# Pannier rack and bag wanted



## Sargent (24 Oct 2012)

Got a Carrera Subway 8 hybrid bike

Am after a Pannier rack and bags to fit it. 

Anyone have anything suitable? Many thanks


----------



## defy-one (24 Oct 2012)

I might sell my decathlon rack and roll top pannier. Can you wait a couple of weeks?
I'm trying a few commutes with a lighter rucksack (netbook v big laptop) and if it works,i will have no need for the rack and panniers


----------



## Cyclist33 (24 Oct 2012)

Sargent said:


> Got a Carrera Subway 8 hybrid bike
> 
> Am after a Pannier rack and bags to fit it.
> 
> Anyone have anything suitable? Many thanks


Where are you?


----------



## Sargent (24 Oct 2012)

I'm in Wolverhampton


----------



## Sargent (24 Oct 2012)

defy-one said:


> I might sell my decathlon rack and roll top pannier.

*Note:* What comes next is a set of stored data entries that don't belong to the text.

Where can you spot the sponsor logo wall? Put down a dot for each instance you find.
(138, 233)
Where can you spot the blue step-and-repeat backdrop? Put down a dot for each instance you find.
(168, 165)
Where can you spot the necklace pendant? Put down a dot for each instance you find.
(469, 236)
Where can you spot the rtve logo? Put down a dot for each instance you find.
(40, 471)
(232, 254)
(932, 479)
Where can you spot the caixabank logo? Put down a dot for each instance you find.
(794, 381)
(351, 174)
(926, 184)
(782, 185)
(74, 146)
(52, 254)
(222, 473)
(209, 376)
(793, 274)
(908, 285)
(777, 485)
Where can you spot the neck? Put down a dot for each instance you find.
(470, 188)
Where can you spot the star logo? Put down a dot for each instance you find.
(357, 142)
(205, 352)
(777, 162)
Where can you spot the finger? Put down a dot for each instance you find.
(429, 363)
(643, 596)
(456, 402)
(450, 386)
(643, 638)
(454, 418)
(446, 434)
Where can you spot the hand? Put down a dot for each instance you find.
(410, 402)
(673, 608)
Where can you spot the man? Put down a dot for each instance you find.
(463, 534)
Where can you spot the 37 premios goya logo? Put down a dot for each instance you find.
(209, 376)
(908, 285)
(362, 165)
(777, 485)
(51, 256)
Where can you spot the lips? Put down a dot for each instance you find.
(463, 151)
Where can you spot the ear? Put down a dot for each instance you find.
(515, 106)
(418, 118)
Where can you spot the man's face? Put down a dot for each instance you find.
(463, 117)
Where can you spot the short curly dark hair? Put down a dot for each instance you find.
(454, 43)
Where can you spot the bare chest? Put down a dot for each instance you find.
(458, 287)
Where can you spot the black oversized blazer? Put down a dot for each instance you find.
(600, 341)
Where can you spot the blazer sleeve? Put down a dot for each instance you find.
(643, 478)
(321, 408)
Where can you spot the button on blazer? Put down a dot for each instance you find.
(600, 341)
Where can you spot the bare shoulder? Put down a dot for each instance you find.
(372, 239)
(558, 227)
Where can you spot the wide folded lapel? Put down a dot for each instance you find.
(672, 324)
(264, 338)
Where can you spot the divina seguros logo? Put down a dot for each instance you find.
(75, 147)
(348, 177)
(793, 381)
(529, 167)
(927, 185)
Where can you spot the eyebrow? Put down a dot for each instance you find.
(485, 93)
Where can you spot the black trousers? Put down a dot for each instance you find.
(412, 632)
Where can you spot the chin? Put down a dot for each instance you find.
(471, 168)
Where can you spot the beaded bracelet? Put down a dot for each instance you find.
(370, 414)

Can you wait a couple of weeks?
> I'm trying a few commutes with a lighter rucksack (netbook v big laptop) and if it works,i will have no need for the rack and panniers


Yeah may be able to if nothing comes up quicker!


----------



## defy-one (24 Oct 2012)

I could drop it off in south coventry,on the A45 if things pan out. You could pick it up from there


----------



## subaqua (25 Oct 2012)

decathlon have . a store in wednesbury, and I can't see the pannier and bag being much cheaper 2nd hand. worth a punt going there i would think.


----------



## monkeylc (28 Oct 2012)

http://www.cyclechat.net/threads/rack.110375/


----------